| Video Annotation The Scenario
 
  The coach is concerned that though the team has won 9 of its last 10
    games, it has done so on the strength of the field goal kicker. The offense has been
    unable to reliably move the ball once inside the "red zone" --- the area of the
    field inside the opponent's 20 yard line. 
 In preparation for the big game next week, the head coach asks the Video Athletic
    Coordinator (VAC) for some compilation tapes. The tapes should contain every offensive
    play over the last three years in which the ball is within the red zone, it is 2nd or 3rd
    down, there is more than 5 yards to go, and the team executed a running play. Furthermore,
    since he is going to use the tapes to review particular plays with the team, he'd like to
    separate the draw plays from the sweeps from the traps. The VAC types the necessary
    information into the computer, and a short while later hands the coach the separate tapes
    he asked for.
 Football Annotation
 The coaching scenario above is not fiction. Every university
    with a significant football program as well as every professional football team has a
    Video Athletic Coordinator and a video database of all the games played. The video is
    recorded using a camera with a high vantage point that is controlled by a cameraman tasked
    with keeping all the players in the field of view. Using specialized database software,
    the VAC manually annotates every play, recording attributes such as yard line, down, yards
    to go, formation, type of play executed, and result. These descriptions, along with
    timecode information, are used to automatically edit input tapes into the necessary
    compilations. The NFL has recently converted to using all digital media so that the video
    can be accessed and viewed directly from a computer.
 
 Video Annotation
 
 Video annotation is the task of generating such descriptions.
    It is different than conventional computer vision image understanding in that one is
    primarily interested in what is happening in a scene, as opposed to what is in the scene.
    The goal is to describe the behavior or action that takes place in a manner relevant to
    the domain. In the "football domain," we would like to build a computer system
    that will automatically annotate video automatically or provide a semi-automatic process
    for the VAC.
 
 Video annotation is a problem that will become much more important in the next few years
    as video databases begin to grow and methods must be developed for automatic database
    summary, analysis, and retrieval. Other annotation problems being studied in the Vision
    and Modeling Group of the MIT Media Lab include dance steps and human gesture .
 
 We have chosen to study the automatic annotation of football plays for four reasons: (1)

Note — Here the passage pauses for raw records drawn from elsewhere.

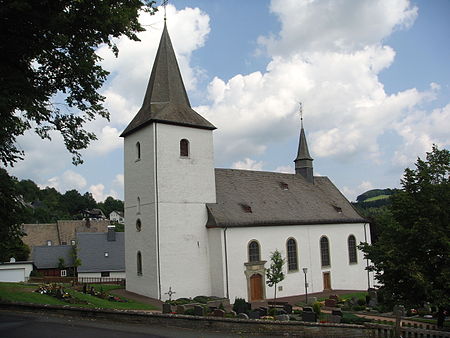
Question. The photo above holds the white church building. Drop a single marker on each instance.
(198, 230)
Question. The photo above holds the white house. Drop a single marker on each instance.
(202, 231)
(13, 271)
(116, 216)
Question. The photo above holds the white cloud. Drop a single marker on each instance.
(248, 164)
(67, 181)
(336, 25)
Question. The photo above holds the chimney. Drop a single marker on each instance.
(111, 234)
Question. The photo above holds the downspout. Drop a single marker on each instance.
(226, 260)
(155, 157)
(367, 260)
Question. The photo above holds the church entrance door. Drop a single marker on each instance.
(326, 281)
(256, 291)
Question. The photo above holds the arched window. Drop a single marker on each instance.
(325, 251)
(138, 151)
(253, 252)
(291, 245)
(139, 263)
(352, 257)
(138, 225)
(184, 148)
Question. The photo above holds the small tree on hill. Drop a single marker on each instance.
(274, 273)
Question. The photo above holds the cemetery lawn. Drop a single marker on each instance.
(20, 292)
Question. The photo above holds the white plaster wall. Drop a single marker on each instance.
(185, 185)
(217, 262)
(343, 275)
(15, 272)
(139, 182)
(112, 274)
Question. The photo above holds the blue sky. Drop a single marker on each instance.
(373, 77)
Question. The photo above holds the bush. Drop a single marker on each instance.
(241, 306)
(316, 308)
(361, 302)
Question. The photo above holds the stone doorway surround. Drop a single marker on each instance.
(252, 268)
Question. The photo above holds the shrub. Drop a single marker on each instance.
(361, 302)
(241, 306)
(316, 308)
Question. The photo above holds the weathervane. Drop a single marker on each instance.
(300, 110)
(164, 3)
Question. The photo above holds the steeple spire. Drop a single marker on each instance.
(303, 162)
(166, 100)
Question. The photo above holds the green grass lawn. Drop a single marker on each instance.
(20, 292)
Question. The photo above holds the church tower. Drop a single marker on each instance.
(303, 161)
(168, 177)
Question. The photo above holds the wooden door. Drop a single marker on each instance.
(256, 292)
(326, 281)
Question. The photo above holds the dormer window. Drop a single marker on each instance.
(138, 151)
(338, 209)
(184, 148)
(284, 186)
(246, 208)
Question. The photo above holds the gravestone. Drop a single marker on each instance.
(288, 308)
(330, 302)
(283, 317)
(242, 315)
(199, 310)
(219, 313)
(181, 309)
(262, 311)
(334, 319)
(337, 312)
(254, 314)
(308, 309)
(167, 308)
(309, 317)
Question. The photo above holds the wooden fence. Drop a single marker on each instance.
(80, 280)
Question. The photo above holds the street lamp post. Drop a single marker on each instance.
(305, 270)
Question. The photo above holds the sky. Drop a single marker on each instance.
(373, 78)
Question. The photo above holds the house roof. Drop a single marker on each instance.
(47, 257)
(257, 198)
(92, 248)
(166, 100)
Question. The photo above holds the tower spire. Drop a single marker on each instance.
(165, 99)
(303, 161)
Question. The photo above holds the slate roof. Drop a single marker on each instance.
(92, 248)
(257, 198)
(166, 100)
(47, 257)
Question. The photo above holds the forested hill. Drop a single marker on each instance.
(48, 205)
(375, 198)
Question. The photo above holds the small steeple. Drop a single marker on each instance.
(166, 100)
(303, 162)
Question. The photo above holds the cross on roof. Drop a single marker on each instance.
(170, 293)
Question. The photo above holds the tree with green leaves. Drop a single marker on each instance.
(411, 258)
(11, 218)
(50, 73)
(275, 274)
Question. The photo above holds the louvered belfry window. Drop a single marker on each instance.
(352, 257)
(184, 148)
(325, 251)
(292, 254)
(253, 252)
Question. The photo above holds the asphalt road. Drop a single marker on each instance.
(15, 325)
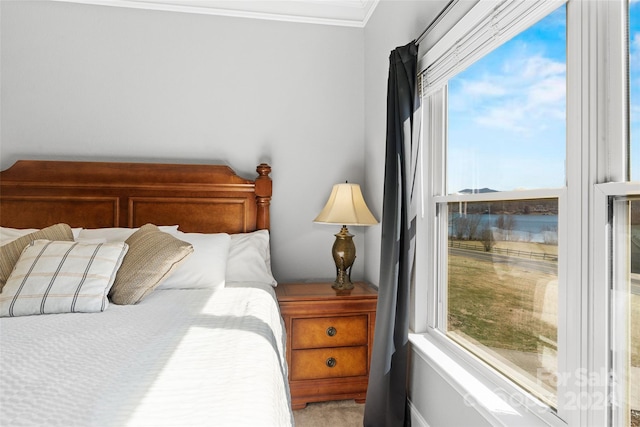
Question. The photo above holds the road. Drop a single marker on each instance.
(548, 267)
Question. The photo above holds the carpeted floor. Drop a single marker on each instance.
(341, 413)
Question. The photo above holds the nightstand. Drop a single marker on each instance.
(329, 340)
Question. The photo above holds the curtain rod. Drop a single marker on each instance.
(437, 19)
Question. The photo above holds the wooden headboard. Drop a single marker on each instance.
(200, 198)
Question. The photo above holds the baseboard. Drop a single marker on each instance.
(416, 417)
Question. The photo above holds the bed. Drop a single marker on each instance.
(202, 344)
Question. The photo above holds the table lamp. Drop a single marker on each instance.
(345, 206)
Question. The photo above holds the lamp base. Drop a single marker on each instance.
(344, 255)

    football has a known descriptive language, (2), football has a rich set of domain rules
    and domain expectations, (3), football annotation is a real-world problem, and (4) it's
    fun.
 
 
  The
    descriptive language is the football playbook. Players, coaches, and fans have developed a
    categorization system that includes virtually all possible plays . The classification
    problem is difficult, however, because distinctions between play types can be subtle and
    there is a significant amount of variation of player movement between plays within the
    same category. Fortunately, a football game is governed by the rules of the game and
    expected events. These rules and likelihoods must be used to identify the key events in a
    play that can be used to assign the most appropriate play label. 
 Automatic or semi-automatic video annotation is not the prototypical computer vision
    problem, but it will become increasingly important as access to video databases increases.
 
 Annotation Input
 
 An automatic football annotation system must have some input
    data upon which to make a preliminary play hypothesis. In the football annotation problem,
    we are using player trajectories. In the first stage of our annotation project, we have
    implemented a computer vision football-player tracker that uses contextual knowledge to
    track football players as they move around a field.
 
 Applications
 
 A football play annotation system has many uses from generating
    "chalkboard" diagrams for network newscasters (better than the current
    chalkboard systems) to home "call-the-play" television sets that score living
    room coaches on how well they predict each play. The most direct application is to aid the
    VAC in the tedious play annotation task and to provide better data to professional,
    college, and high school coaches.